Even technology itself is more and more accessible. Software is not only eating the world, it’s available to anyone who wants it. Putting together existing pieces in new ways can create value for a mass of customers. New services are popping up every day to help Entrepreneurs, and they cost less and less to use them. Today’s Entrepreneurs can focus on execution and growth, not on reinventing the wheel.

And yet, like we’ve been saying since we founded TheFamily in 2013, Europe is having trouble getting to scale. Even though there are great assets here — talented engineers and dedicated workers, users waiting for solutions to their problems, attractive living conditions, and more — there is a big problem. Scaling requires risk-taking and bold ambition — two things that Europeans struggle with. So while there are tons of incubators and accelerators to help create companies, very few of them help grow companies at scale, and many actually hurt Entrepreneurs and their ambitions.

That’s why TheFamily’s infrastructure is designed to search for scale, in all industries and in all sectors:

  • We have an upstream position and develop real relationships with Entrepreneurs, pushing them to grow huge and not settle from Day One. There is no time limit to TheFamily — we’re there to provide support for the lifetime of the company, and even beyond.
  • As Entrepreneurs show promise and real growth, our 40-person team pours even more time and effort into helping them, since they are the ones who will build dominant businesses in the digital economy.
  • We reduce the frictions that everyone battles when trying to grow companies. That goes from finding the best talent at the right moment to incorporating without wasting time to communicating with the right people in the right way about a real problem and how you solve it. When the time is right, we mobilize capital, reducing the time and uncertainty involved in fundraising.
  • And let’s be clear: if your business doesn’t find an ability to scale, we’re going to push you to kill it and start something new. Why waste your time on an idea that isn’t working, when you can take what you’ve learned and go make a killer product that everyone wants?
  • And to be even more clear: not everyone needs to do this. TheFamily’s job is to help Entrepreneurs who want to build business that dominate on a global scale. If someone wants to run a local restaurant and be a neighborhood institution, that’s great — but it’s not our focus, just like that restaurant owner isn’t focused on building a worldwide leader.

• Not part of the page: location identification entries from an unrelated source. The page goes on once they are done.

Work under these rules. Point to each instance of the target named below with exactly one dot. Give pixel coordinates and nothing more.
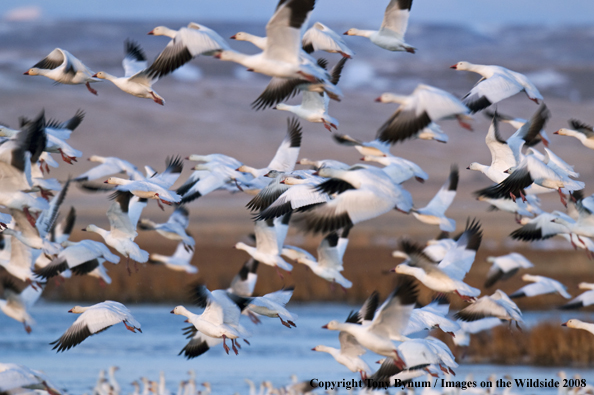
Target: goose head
(352, 32)
(32, 71)
(101, 75)
(78, 310)
(461, 66)
(240, 36)
(332, 325)
(162, 31)
(180, 310)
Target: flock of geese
(329, 199)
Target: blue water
(276, 352)
(461, 12)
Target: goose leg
(465, 125)
(253, 317)
(66, 158)
(93, 91)
(279, 273)
(156, 99)
(130, 328)
(29, 216)
(562, 197)
(398, 361)
(225, 346)
(283, 322)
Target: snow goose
(348, 354)
(122, 218)
(108, 166)
(62, 67)
(584, 224)
(174, 229)
(320, 37)
(583, 300)
(363, 193)
(314, 105)
(181, 260)
(269, 245)
(17, 379)
(528, 171)
(138, 78)
(82, 255)
(95, 319)
(199, 343)
(218, 171)
(498, 305)
(376, 331)
(186, 44)
(300, 196)
(448, 275)
(432, 316)
(540, 285)
(16, 157)
(318, 164)
(579, 130)
(220, 318)
(502, 157)
(434, 212)
(286, 154)
(545, 226)
(462, 336)
(497, 83)
(273, 305)
(280, 57)
(577, 324)
(15, 302)
(517, 123)
(328, 265)
(505, 266)
(155, 187)
(366, 148)
(391, 33)
(427, 351)
(112, 380)
(244, 282)
(425, 106)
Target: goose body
(94, 319)
(390, 36)
(497, 83)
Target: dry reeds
(545, 344)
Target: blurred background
(208, 110)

This infrastructure optimizes the best opportunities, making sure they benefit Entrepreneurs, their users, and their investors. And today those opportunities can take over any industry, even those that think they’re immune from disruption.

Healthcare, government, energy, agriculture, construction and housing, and many more: all value chains are going to be attacked. This isn’t a prediction, it’s an inevitability. And the winners will be the ones who provide value not simply in terms of efficiency but also in terms of scaling new networks and interactions.

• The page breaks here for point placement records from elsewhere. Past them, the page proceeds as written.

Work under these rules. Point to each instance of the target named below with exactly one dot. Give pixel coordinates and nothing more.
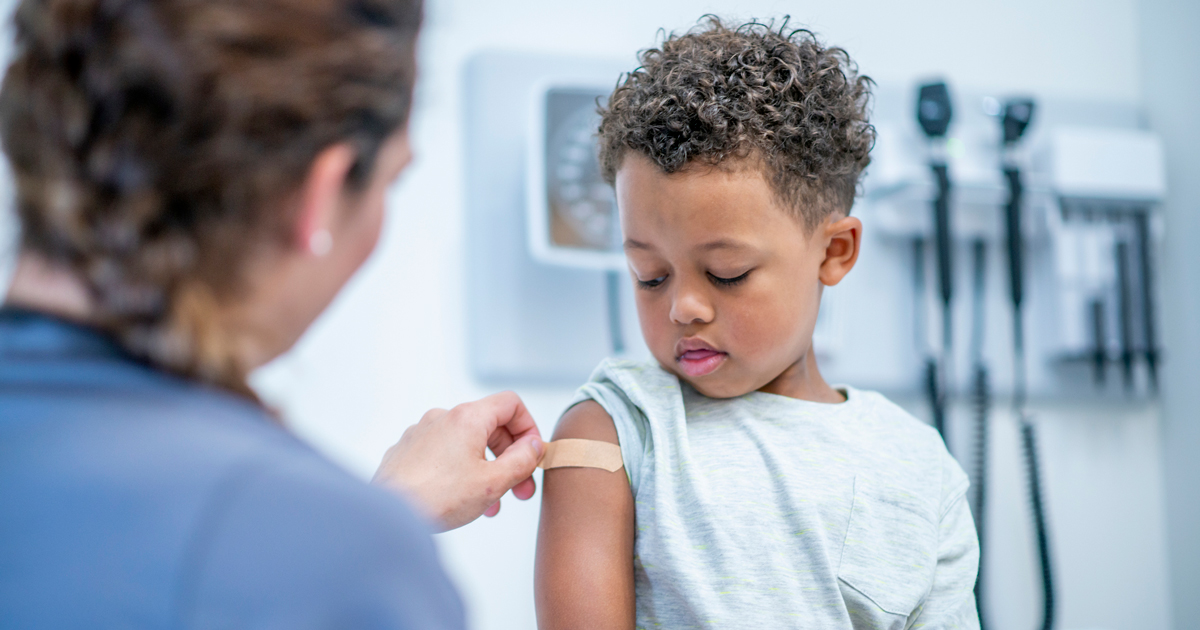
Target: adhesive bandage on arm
(582, 454)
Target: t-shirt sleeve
(633, 432)
(951, 604)
(298, 550)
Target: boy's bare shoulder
(587, 420)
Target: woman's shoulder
(123, 474)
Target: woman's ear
(321, 199)
(843, 238)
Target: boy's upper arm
(585, 567)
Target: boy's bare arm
(585, 567)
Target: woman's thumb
(519, 461)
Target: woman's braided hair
(719, 94)
(154, 143)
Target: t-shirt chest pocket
(889, 555)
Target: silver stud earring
(321, 243)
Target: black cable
(1141, 223)
(934, 114)
(981, 401)
(1125, 300)
(1017, 294)
(1039, 519)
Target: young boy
(754, 495)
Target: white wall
(1171, 87)
(394, 343)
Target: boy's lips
(697, 359)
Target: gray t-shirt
(768, 511)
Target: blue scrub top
(133, 499)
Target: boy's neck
(803, 381)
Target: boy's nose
(690, 307)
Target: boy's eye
(652, 283)
(729, 282)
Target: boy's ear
(843, 238)
(321, 195)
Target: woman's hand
(441, 462)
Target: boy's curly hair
(754, 91)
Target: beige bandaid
(582, 454)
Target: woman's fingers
(441, 462)
(525, 490)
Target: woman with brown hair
(196, 181)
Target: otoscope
(934, 113)
(1015, 119)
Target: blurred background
(495, 271)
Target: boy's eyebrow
(723, 244)
(719, 244)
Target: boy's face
(727, 282)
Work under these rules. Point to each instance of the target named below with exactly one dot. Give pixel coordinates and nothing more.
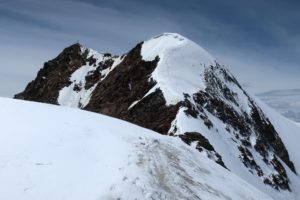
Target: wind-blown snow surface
(51, 152)
(180, 67)
(290, 134)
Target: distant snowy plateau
(287, 102)
(167, 121)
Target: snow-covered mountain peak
(180, 67)
(173, 86)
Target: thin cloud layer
(258, 40)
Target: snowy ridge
(173, 86)
(70, 160)
(76, 94)
(180, 67)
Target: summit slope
(173, 86)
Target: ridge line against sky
(259, 41)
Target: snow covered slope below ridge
(173, 86)
(51, 152)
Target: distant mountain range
(287, 102)
(172, 86)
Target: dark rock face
(202, 144)
(122, 93)
(129, 83)
(54, 76)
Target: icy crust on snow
(79, 98)
(63, 153)
(180, 67)
(289, 132)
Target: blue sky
(258, 40)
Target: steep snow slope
(290, 134)
(50, 152)
(173, 86)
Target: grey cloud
(248, 36)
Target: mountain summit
(173, 86)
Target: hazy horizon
(258, 41)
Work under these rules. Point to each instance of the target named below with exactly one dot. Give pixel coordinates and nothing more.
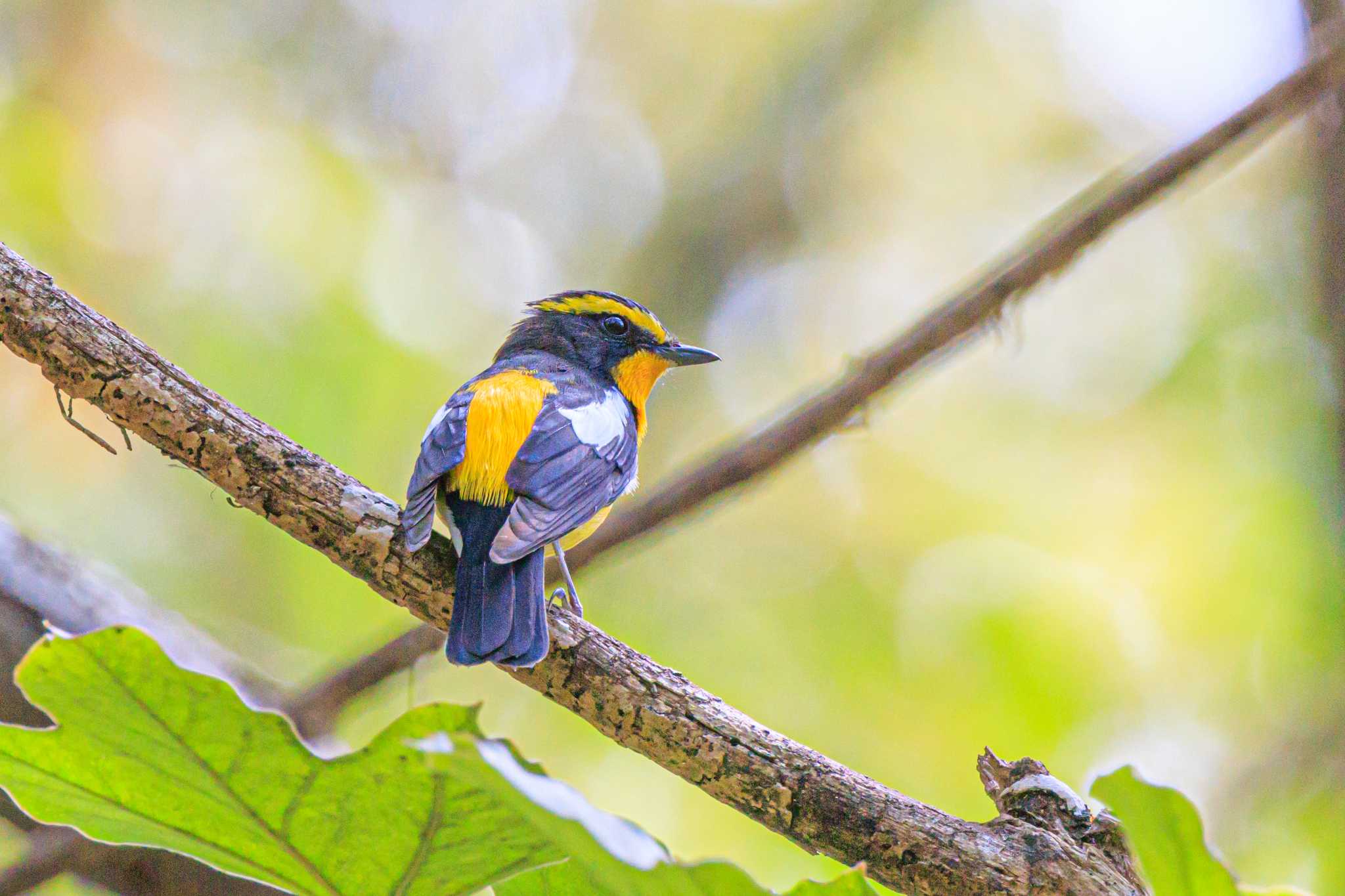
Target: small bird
(530, 454)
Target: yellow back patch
(635, 377)
(499, 419)
(594, 304)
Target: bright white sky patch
(1183, 65)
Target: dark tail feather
(499, 613)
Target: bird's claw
(568, 599)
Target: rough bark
(1048, 249)
(818, 803)
(790, 789)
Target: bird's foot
(568, 599)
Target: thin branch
(51, 851)
(1329, 251)
(816, 802)
(68, 414)
(1047, 250)
(315, 710)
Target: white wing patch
(600, 422)
(439, 416)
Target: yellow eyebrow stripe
(499, 419)
(592, 304)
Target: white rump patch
(600, 422)
(439, 416)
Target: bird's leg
(572, 598)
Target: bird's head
(604, 332)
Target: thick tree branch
(817, 802)
(1048, 249)
(790, 789)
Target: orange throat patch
(635, 377)
(499, 419)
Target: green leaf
(604, 878)
(1168, 837)
(146, 753)
(150, 754)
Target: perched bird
(530, 454)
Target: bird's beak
(686, 355)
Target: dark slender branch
(315, 711)
(793, 790)
(817, 802)
(1048, 249)
(51, 851)
(1329, 146)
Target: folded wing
(575, 463)
(441, 449)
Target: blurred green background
(1107, 532)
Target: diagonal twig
(1048, 249)
(816, 802)
(68, 414)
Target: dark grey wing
(575, 463)
(441, 450)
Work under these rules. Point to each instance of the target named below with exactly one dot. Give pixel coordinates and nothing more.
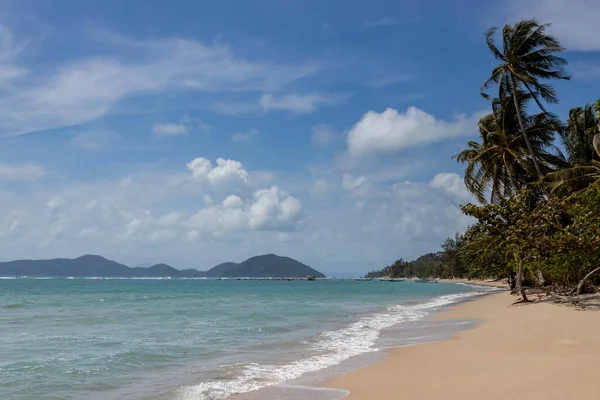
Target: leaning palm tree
(528, 55)
(499, 165)
(578, 135)
(581, 140)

That’s why we’re proud to be supporting Agricool as they develop urban agriculture that takes advantage of technology in terms of growing produce, creating powerful network effects, and expanding career opportunities to people with no prior experience in farming. That’s why we were early investors in Heetch, pushing them to become not just a new option for on-demand transportation, but also a fun experience that benefits both drivers and passengers. That’s why we’ve loved encouraging the expansion of Menu Next Door from its beginnings as a Facebook group in Brussels to an international provider of quality, home-cooked meals connecting communities of chefs and diners.

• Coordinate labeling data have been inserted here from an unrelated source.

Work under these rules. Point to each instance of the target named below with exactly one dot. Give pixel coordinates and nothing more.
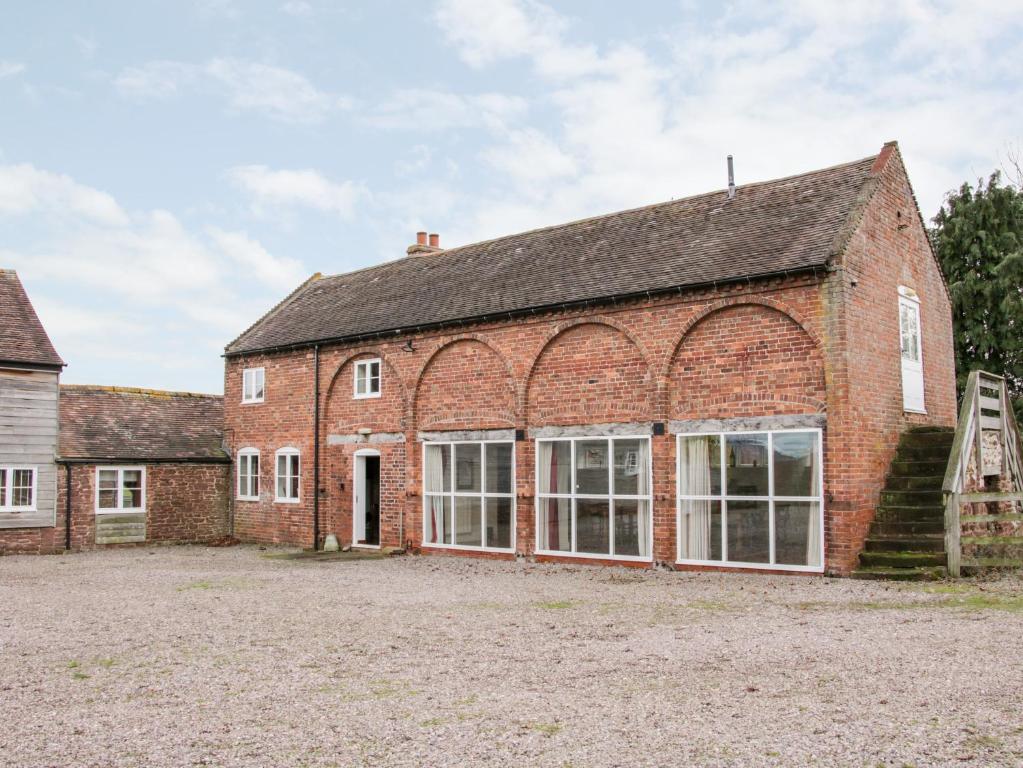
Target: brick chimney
(423, 246)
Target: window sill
(753, 566)
(469, 548)
(590, 556)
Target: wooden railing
(986, 445)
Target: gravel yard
(197, 657)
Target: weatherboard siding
(29, 438)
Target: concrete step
(914, 543)
(901, 559)
(900, 574)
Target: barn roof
(782, 226)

All of this being said, when you look at business today the question becomes simple: do you prefer to attack and create new value, or to ignore things until the paychecks dry up?

We’re proud to be part of the attack, with hundreds of Entrepreneurs, dozens of investors and millions of users. So keep checking back with us — we’re going to be publishing regular articles here on how scale impacts various industries, explaining how we see markets and their opportunities thanks to that one simple fact: Scale is coming. TheFamily is here to push it forward.